Un soir il joue au billard avec un ministre, celui-ci gagne trois parties de suite. Staline le regarde avec sévérité et lui dit : « Vous vous occupez mal de la construction. » Le ministre se trouble, il se voit déjà fusillé ; il commence à perdre. Staline conclut : « Vous vous occupez mal de la construction, et vous ne savez pas jouer au billard. »

En 1945, les médias étrangers encensent Molotov, officiellement le numéro 2 du régime, qui leur promet un adoucissement de la censure. Molotov est vu comme un successeur potentiel. Cela met Staline en rage. Molotov doit s'excuser de ses "erreurs", tombe en semi-disgrâce. Plus tard, fin 1949, son épouse est humiliée, condamnée à l'exil en Sibérie, pour ses contacts avec des "nationalistes sionistes". Molotov sait que c'est lui qu'on vise. Toujours installé au Kremlin, Molotov a toujours ses portraits un peu partout dans le pays ; on renomme des villes à son nom. Mais en réalité il est placardisé, les décisions se font sans lui. Il ne voit plus jamais Staline. Il n'a jamais osé dire un mot en faveur de sa femme. Tout seul dans son bureau, il lit le journal toute la journée, en attendant le jour où on viendra l'arrêter à son tour. Staline semble réellement persuadé que Molotov est un espion à la solde de l'étranger. Pourquoi ? Parce que. Il l'a décidé, c'est donc vrai.

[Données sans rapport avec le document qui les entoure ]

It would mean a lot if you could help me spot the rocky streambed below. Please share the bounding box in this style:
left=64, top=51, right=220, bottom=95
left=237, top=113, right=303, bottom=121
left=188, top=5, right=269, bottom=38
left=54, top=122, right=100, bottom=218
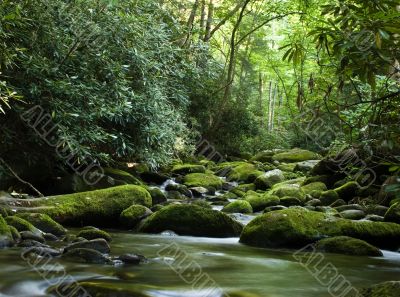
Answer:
left=0, top=149, right=400, bottom=297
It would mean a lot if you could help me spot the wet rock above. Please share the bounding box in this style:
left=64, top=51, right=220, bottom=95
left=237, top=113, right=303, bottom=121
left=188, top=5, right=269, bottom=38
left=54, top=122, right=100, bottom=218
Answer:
left=139, top=204, right=243, bottom=237
left=76, top=227, right=112, bottom=242
left=315, top=236, right=383, bottom=257
left=62, top=248, right=111, bottom=264
left=64, top=238, right=111, bottom=254
left=20, top=231, right=45, bottom=243
left=340, top=209, right=365, bottom=220
left=119, top=205, right=153, bottom=229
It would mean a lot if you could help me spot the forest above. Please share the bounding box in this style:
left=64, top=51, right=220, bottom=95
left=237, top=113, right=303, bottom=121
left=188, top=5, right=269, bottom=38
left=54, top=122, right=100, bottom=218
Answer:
left=0, top=0, right=400, bottom=297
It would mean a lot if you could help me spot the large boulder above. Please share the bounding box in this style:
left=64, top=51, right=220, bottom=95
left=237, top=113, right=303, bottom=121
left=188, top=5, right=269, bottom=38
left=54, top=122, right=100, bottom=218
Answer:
left=221, top=200, right=253, bottom=213
left=240, top=208, right=400, bottom=249
left=139, top=204, right=243, bottom=237
left=11, top=185, right=152, bottom=227
left=358, top=281, right=400, bottom=297
left=254, top=169, right=285, bottom=190
left=0, top=216, right=14, bottom=249
left=16, top=213, right=67, bottom=236
left=385, top=202, right=400, bottom=224
left=315, top=236, right=383, bottom=257
left=183, top=173, right=222, bottom=190
left=272, top=149, right=321, bottom=163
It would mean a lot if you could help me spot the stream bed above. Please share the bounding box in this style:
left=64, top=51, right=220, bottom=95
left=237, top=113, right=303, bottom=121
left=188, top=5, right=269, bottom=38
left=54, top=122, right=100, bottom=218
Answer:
left=0, top=231, right=400, bottom=297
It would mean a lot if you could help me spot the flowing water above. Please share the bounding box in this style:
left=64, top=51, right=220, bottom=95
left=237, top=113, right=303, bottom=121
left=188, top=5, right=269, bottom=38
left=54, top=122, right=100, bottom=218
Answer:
left=0, top=232, right=400, bottom=297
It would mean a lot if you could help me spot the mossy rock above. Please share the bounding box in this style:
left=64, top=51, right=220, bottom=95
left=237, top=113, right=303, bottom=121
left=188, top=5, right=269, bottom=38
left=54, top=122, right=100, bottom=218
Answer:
left=14, top=185, right=152, bottom=227
left=385, top=202, right=400, bottom=224
left=254, top=169, right=285, bottom=190
left=0, top=216, right=14, bottom=249
left=5, top=216, right=42, bottom=234
left=319, top=190, right=340, bottom=206
left=272, top=149, right=321, bottom=163
left=315, top=236, right=383, bottom=257
left=240, top=207, right=400, bottom=249
left=183, top=173, right=222, bottom=190
left=16, top=213, right=67, bottom=236
left=270, top=184, right=306, bottom=202
left=119, top=205, right=153, bottom=229
left=244, top=192, right=280, bottom=212
left=358, top=281, right=400, bottom=297
left=147, top=188, right=167, bottom=205
left=139, top=204, right=243, bottom=237
left=335, top=181, right=360, bottom=201
left=104, top=168, right=143, bottom=185
left=172, top=164, right=206, bottom=175
left=222, top=200, right=253, bottom=213
left=76, top=227, right=112, bottom=242
left=228, top=163, right=263, bottom=183
left=301, top=182, right=328, bottom=194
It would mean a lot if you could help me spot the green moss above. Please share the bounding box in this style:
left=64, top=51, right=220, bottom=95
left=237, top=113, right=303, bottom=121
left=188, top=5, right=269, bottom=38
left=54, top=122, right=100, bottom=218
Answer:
left=222, top=200, right=253, bottom=213
left=272, top=149, right=321, bottom=163
left=16, top=213, right=66, bottom=236
left=301, top=182, right=328, bottom=194
left=16, top=185, right=152, bottom=227
left=76, top=227, right=112, bottom=242
left=319, top=190, right=340, bottom=206
left=119, top=205, right=152, bottom=229
left=139, top=204, right=242, bottom=237
left=271, top=184, right=306, bottom=202
left=240, top=208, right=400, bottom=249
left=228, top=163, right=263, bottom=183
left=183, top=173, right=222, bottom=190
left=0, top=216, right=14, bottom=249
left=315, top=236, right=383, bottom=257
left=358, top=281, right=400, bottom=297
left=172, top=164, right=206, bottom=175
left=244, top=192, right=280, bottom=212
left=335, top=181, right=360, bottom=201
left=104, top=168, right=143, bottom=185
left=385, top=203, right=400, bottom=224
left=5, top=216, right=40, bottom=234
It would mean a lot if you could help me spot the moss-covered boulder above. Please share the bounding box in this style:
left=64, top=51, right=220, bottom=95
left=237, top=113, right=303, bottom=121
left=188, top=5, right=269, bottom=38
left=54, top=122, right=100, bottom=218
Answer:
left=5, top=216, right=42, bottom=234
left=172, top=164, right=206, bottom=175
left=76, top=226, right=112, bottom=242
left=240, top=208, right=400, bottom=249
left=139, top=205, right=243, bottom=237
left=119, top=205, right=153, bottom=229
left=385, top=202, right=400, bottom=224
left=13, top=185, right=152, bottom=227
left=183, top=173, right=222, bottom=190
left=271, top=184, right=306, bottom=202
left=0, top=216, right=14, bottom=249
left=272, top=149, right=321, bottom=163
left=244, top=192, right=280, bottom=212
left=335, top=181, right=360, bottom=201
left=319, top=190, right=340, bottom=206
left=315, top=236, right=383, bottom=257
left=254, top=169, right=285, bottom=190
left=222, top=200, right=253, bottom=213
left=358, top=281, right=400, bottom=297
left=16, top=213, right=67, bottom=236
left=301, top=182, right=328, bottom=194
left=228, top=163, right=263, bottom=183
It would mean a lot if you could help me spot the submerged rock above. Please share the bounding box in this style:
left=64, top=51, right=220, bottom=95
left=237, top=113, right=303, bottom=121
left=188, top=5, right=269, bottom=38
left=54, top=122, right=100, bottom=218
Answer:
left=315, top=236, right=383, bottom=257
left=240, top=208, right=400, bottom=249
left=221, top=200, right=253, bottom=213
left=139, top=204, right=243, bottom=237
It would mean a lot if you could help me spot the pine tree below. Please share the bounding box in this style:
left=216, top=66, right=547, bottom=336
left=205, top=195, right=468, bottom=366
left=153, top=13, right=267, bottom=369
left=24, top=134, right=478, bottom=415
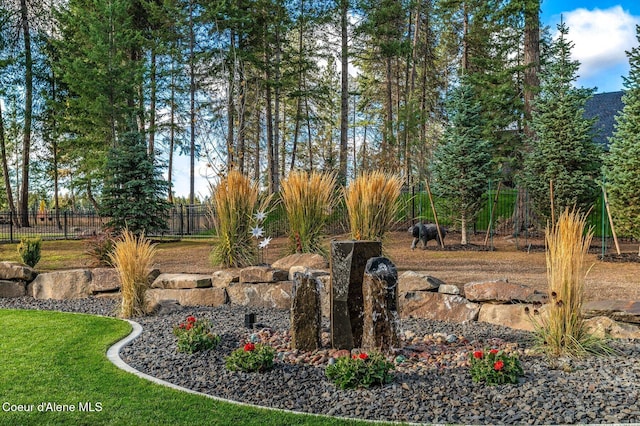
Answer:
left=524, top=22, right=601, bottom=217
left=432, top=79, right=493, bottom=244
left=100, top=126, right=169, bottom=234
left=604, top=26, right=640, bottom=250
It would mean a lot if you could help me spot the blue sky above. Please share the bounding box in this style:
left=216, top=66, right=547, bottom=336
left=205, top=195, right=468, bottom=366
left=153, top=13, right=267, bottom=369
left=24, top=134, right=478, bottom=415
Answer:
left=540, top=0, right=640, bottom=93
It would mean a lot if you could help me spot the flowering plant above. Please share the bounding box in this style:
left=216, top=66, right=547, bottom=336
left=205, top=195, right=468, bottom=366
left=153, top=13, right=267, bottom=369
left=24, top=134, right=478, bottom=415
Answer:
left=173, top=315, right=220, bottom=354
left=225, top=342, right=275, bottom=372
left=325, top=352, right=394, bottom=389
left=470, top=349, right=524, bottom=385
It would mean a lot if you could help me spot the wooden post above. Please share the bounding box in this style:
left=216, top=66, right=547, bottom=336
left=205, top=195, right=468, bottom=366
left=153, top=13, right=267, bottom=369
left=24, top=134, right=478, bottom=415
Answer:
left=484, top=182, right=502, bottom=247
left=425, top=178, right=444, bottom=248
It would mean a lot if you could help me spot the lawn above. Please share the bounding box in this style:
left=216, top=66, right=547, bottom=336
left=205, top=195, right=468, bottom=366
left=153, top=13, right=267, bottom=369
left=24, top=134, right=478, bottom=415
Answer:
left=0, top=310, right=366, bottom=426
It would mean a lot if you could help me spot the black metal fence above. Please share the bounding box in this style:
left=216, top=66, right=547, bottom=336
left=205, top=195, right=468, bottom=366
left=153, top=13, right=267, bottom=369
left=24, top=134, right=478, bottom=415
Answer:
left=0, top=184, right=610, bottom=243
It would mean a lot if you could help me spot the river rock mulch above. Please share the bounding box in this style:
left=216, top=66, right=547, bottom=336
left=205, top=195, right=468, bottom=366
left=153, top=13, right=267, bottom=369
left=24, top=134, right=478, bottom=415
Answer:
left=0, top=298, right=640, bottom=424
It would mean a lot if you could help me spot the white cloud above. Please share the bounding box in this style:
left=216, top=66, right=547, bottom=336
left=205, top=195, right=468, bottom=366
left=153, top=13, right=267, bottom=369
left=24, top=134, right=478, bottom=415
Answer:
left=563, top=5, right=640, bottom=78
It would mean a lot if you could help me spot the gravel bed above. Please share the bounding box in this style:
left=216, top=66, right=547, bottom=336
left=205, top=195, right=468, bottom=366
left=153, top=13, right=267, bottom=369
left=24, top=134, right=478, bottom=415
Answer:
left=0, top=298, right=640, bottom=424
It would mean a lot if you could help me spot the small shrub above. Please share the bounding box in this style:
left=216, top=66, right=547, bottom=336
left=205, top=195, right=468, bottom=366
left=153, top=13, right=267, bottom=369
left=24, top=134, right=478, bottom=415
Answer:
left=470, top=349, right=524, bottom=385
left=85, top=228, right=117, bottom=266
left=325, top=352, right=394, bottom=389
left=344, top=171, right=402, bottom=241
left=173, top=316, right=220, bottom=354
left=109, top=229, right=156, bottom=318
left=225, top=343, right=275, bottom=372
left=280, top=171, right=336, bottom=254
left=18, top=237, right=42, bottom=268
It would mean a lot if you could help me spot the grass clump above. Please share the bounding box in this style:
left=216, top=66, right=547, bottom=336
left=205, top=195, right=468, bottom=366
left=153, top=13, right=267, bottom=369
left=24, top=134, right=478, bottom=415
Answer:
left=344, top=171, right=402, bottom=241
left=534, top=209, right=610, bottom=356
left=280, top=171, right=336, bottom=254
left=109, top=229, right=156, bottom=318
left=18, top=237, right=42, bottom=268
left=209, top=170, right=270, bottom=267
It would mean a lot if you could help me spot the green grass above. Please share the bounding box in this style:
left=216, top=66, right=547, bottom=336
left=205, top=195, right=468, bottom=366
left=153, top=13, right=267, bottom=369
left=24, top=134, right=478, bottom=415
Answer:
left=0, top=310, right=364, bottom=426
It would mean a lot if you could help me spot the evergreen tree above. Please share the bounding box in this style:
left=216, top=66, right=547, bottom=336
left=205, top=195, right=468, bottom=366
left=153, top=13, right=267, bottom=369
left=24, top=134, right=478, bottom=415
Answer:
left=605, top=26, right=640, bottom=248
left=100, top=126, right=169, bottom=234
left=524, top=23, right=600, bottom=217
left=432, top=79, right=493, bottom=244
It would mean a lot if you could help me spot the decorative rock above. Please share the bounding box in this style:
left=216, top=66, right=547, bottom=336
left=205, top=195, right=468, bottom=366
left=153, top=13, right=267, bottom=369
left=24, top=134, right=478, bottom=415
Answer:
left=438, top=284, right=460, bottom=294
left=478, top=303, right=547, bottom=331
left=271, top=253, right=329, bottom=271
left=151, top=274, right=211, bottom=289
left=398, top=271, right=445, bottom=293
left=211, top=269, right=240, bottom=288
left=585, top=317, right=640, bottom=339
left=226, top=281, right=293, bottom=309
left=0, top=281, right=27, bottom=297
left=147, top=287, right=227, bottom=310
left=362, top=257, right=398, bottom=352
left=240, top=266, right=289, bottom=283
left=291, top=272, right=322, bottom=351
left=0, top=262, right=37, bottom=282
left=464, top=279, right=534, bottom=303
left=91, top=268, right=120, bottom=294
left=582, top=300, right=640, bottom=324
left=400, top=291, right=480, bottom=322
left=27, top=269, right=91, bottom=300
left=330, top=241, right=382, bottom=349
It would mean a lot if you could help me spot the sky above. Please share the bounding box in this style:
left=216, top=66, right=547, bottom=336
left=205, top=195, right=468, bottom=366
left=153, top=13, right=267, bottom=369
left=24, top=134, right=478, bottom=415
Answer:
left=174, top=0, right=640, bottom=199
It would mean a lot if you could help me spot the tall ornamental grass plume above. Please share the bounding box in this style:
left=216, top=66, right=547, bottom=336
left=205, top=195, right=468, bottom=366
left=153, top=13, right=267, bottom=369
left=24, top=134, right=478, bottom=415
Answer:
left=109, top=229, right=156, bottom=318
left=280, top=170, right=336, bottom=253
left=532, top=209, right=610, bottom=357
left=344, top=171, right=402, bottom=241
left=209, top=170, right=270, bottom=267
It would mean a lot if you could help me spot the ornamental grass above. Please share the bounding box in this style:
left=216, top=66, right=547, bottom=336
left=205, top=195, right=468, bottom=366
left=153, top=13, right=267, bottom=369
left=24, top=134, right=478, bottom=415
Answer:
left=280, top=170, right=336, bottom=254
left=208, top=170, right=270, bottom=267
left=534, top=209, right=610, bottom=356
left=109, top=229, right=156, bottom=318
left=344, top=171, right=402, bottom=241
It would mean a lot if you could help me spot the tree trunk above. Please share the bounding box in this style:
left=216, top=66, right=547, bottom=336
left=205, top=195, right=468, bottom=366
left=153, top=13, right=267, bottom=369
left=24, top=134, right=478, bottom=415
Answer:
left=338, top=0, right=349, bottom=186
left=20, top=0, right=33, bottom=226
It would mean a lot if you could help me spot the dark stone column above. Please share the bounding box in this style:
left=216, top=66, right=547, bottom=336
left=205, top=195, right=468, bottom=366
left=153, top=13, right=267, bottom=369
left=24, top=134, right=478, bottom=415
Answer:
left=291, top=272, right=322, bottom=351
left=330, top=241, right=382, bottom=349
left=362, top=257, right=398, bottom=352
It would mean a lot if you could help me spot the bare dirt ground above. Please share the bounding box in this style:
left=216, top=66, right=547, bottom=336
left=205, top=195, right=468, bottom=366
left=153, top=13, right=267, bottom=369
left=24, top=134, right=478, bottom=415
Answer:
left=150, top=232, right=640, bottom=300
left=0, top=232, right=640, bottom=300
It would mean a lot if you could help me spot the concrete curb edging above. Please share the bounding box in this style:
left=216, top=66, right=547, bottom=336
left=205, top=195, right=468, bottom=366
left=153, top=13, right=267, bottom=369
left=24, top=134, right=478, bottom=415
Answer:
left=107, top=319, right=418, bottom=425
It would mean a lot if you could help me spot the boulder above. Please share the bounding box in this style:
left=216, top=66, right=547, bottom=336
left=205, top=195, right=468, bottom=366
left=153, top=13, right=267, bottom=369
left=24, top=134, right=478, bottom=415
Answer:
left=227, top=281, right=293, bottom=309
left=398, top=271, right=444, bottom=293
left=240, top=266, right=289, bottom=283
left=0, top=281, right=27, bottom=297
left=151, top=274, right=211, bottom=289
left=211, top=269, right=240, bottom=288
left=585, top=316, right=640, bottom=339
left=0, top=262, right=37, bottom=282
left=91, top=268, right=120, bottom=294
left=400, top=291, right=480, bottom=322
left=464, top=279, right=535, bottom=303
left=27, top=269, right=91, bottom=300
left=147, top=287, right=227, bottom=311
left=271, top=253, right=329, bottom=271
left=582, top=300, right=640, bottom=324
left=478, top=303, right=546, bottom=331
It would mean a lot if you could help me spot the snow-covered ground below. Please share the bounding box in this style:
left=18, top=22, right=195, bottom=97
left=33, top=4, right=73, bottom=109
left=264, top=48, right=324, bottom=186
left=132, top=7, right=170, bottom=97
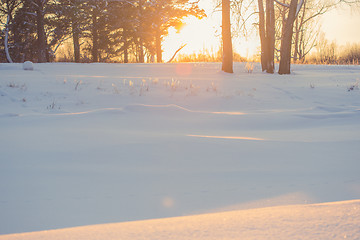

Un jour Staline invite un jeune camrade au Kremlin. Tous les dix mètres il y a un garde. « Vous ne trouvez pas cette vie ennuyeuse ? » finit par demander le visiteur. « -- Ennuyeux, pourquoi ? -- A chaque coin de couloir... -- C'est ennuyeux pour vous, ce n'est pas ennuyeux pour moi. Je les regarde, et je me demande lequel va me tirer une balle dans la nuque. »

Sur la fin de sa vie, Staline s'intéresse de moins en moins aux affaires courantes. Il sait encore éliminer et remplacer les cadres pour les maintenir dans la peur. Les apparatchiks dépendent entièrement de lui, sont obnubilés par le jeu de chaises musicales, ne prennent aucune initiative. Il n'y a plus personne pour prendre des décisions.

Khouchtchev et Mikoyan sont invités à passer des vacances avec Staline au bord de la mer Noire, non loin de Sotchi. Vacances peu agréables : les deux visiteurs se lèvent tôt, se promènent, attendent que leur hôte se lève. Un jour il les voit passer sans leur témoigner une once d'intérêt, et parle soudain, les yeux dans le vide. « Je suis un homme fichu. Je ne fais confiance à personne. Je ne me fais même pas confiance à moi-même. » Interloqués, ils ne trouvent rien à lui répondre. De toute façon, il se parlait à lui-même.

Staline meurt le 5 mars 1953. Personne parmi les gardes et les domestiques n'a osé le déranger dans sa chambre quand il ne s'est pas levé comme d'habitude ; personne parmi les membres les plus hauts placés du Parti n'a osé prendre seul l'initiative d'appeler les médecins. Staline a créé un système qui a fini par le détruire, après avoir détruit des millions d'autres vies.